Musk tweeted a link to the account of Matt Taibbi, a Substack journalist, who began tweeting out threads of information from previously redacted emails of former employees at Twitter.
Taibbi tweeted that speech tools at Twitter were once “designed to combat the likes of spam and financial fraudsters,” but that “staff and executives began to find more and more uses for these tools” slowly over time.
According to the journalist, “Outsiders began petitioning the company to manipulate speech as well: first a little, then more often, then constantly.”
Taibbi shared that by 2020, “requests from connected actors to delete tweets were routine. One executive would write to another: ‘More to review from the Biden team.’ The reply would come back: ‘Handled.'”

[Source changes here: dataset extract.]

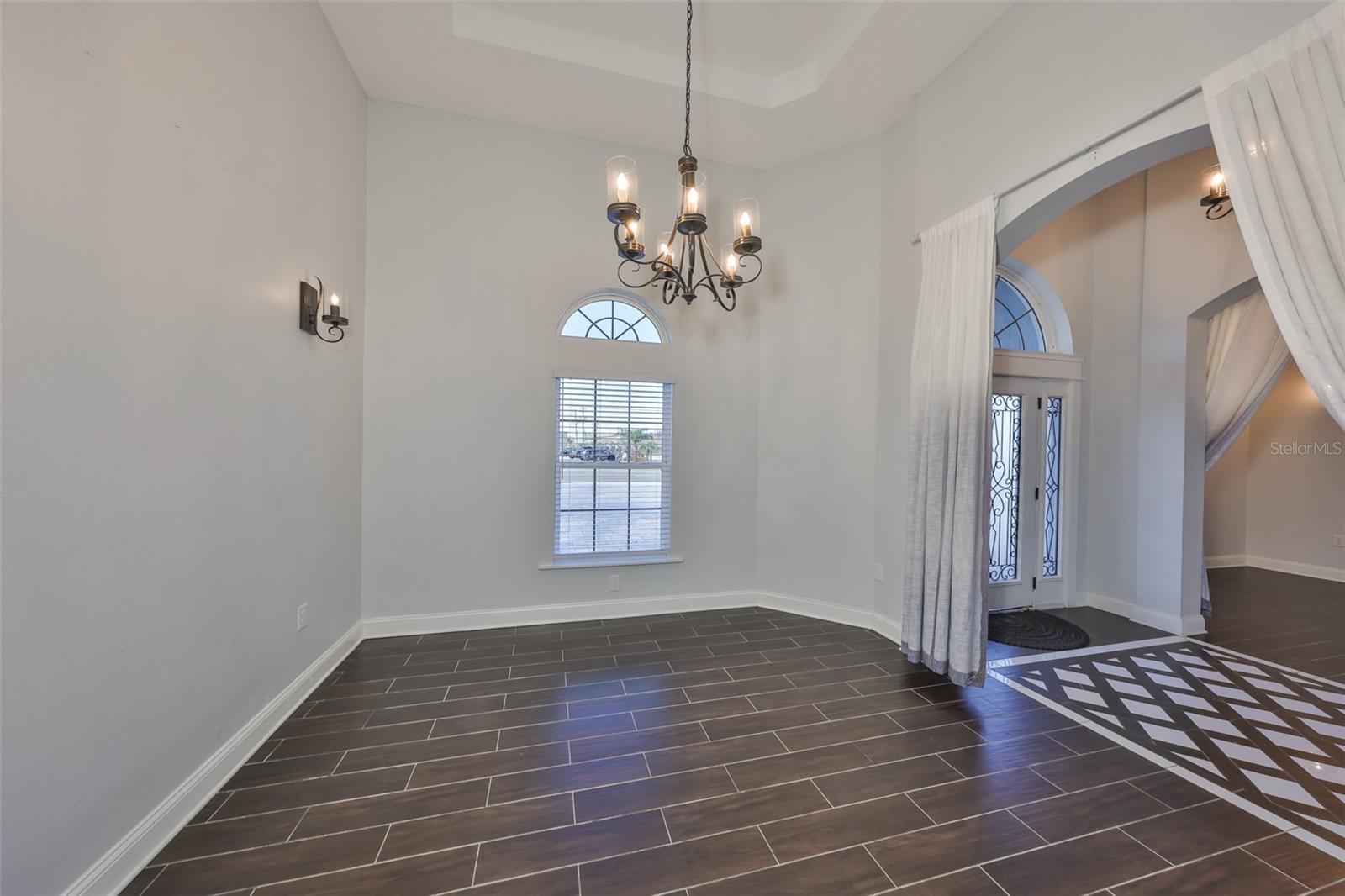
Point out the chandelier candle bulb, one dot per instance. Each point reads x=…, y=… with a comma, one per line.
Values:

He then posted a screenshot of links to tweets that Joe Biden’s 2020 campaign had demanded Twitter remove.
According to the journalist, both Donald Trump and Biden “had access to these tools,” but the system “wasn’t balanced.”
“Because Twitter was and is overwhelmingly staffed by people of one political orientation, there were more channels, more ways to complain, open to the left (well, Democrats) than the right,” Taibbi wrote.
He then pointed to the suppressed New York Post story regarding the laptop of Hunter Biden.
“Twitter took extraordinary steps to suppress the story, removing links and posting warnings that it may be ‘unsafe.’ They even blocked its transmission via direct message, a tool hitherto reserved for extreme cases, e.g. child pornography,” he said.
Taibbi added that although several sources recalled hearing a “general” warning from federal law enforcement that summer about potential hacks from foreign entities and that there was “no evidence” of any “government involvement in the laptop story.”
Twitter’s censorship also led to former White House Press Secretary Kayleigh McEnany getting locked out of her account just weeks before the presidential election.
Taibbi shared an email from Mike Hahn, a Trump campaign staffer, who criticized Twitter for needlessly censoring her.
Twitter Public Policy Executive Caroline Strom notified the trust and safety teams at the company about the incident, but they informed her that the press secretary had violated their “hacked materials” policy.
The decision was reportedly made “at the highest levels of the company,” according to Taibbi, but without the knowledge of then-Twitter CEO Jack Dorsey. However, former head of legal policy and trust Vijaya Gadde played a “key role.”
Taibbi noted that Rep. Ro Khanna, D-Calif., who said the story had “become more about censorship,” reached out to Gadde but that she responded to the congressman by “diving into the weeds” of the social media platform’s policy.
Musk, who recently purchased Twitter in November, had previously promised to release information as to why the platform blocked the report on Hunter Biden.
Twitter and Facebook took drastic measures to censor the story, stopping users from sharing the article by the New York Post while suspending the authoring newspaper from their account for two weeks over reports that they used hacked information.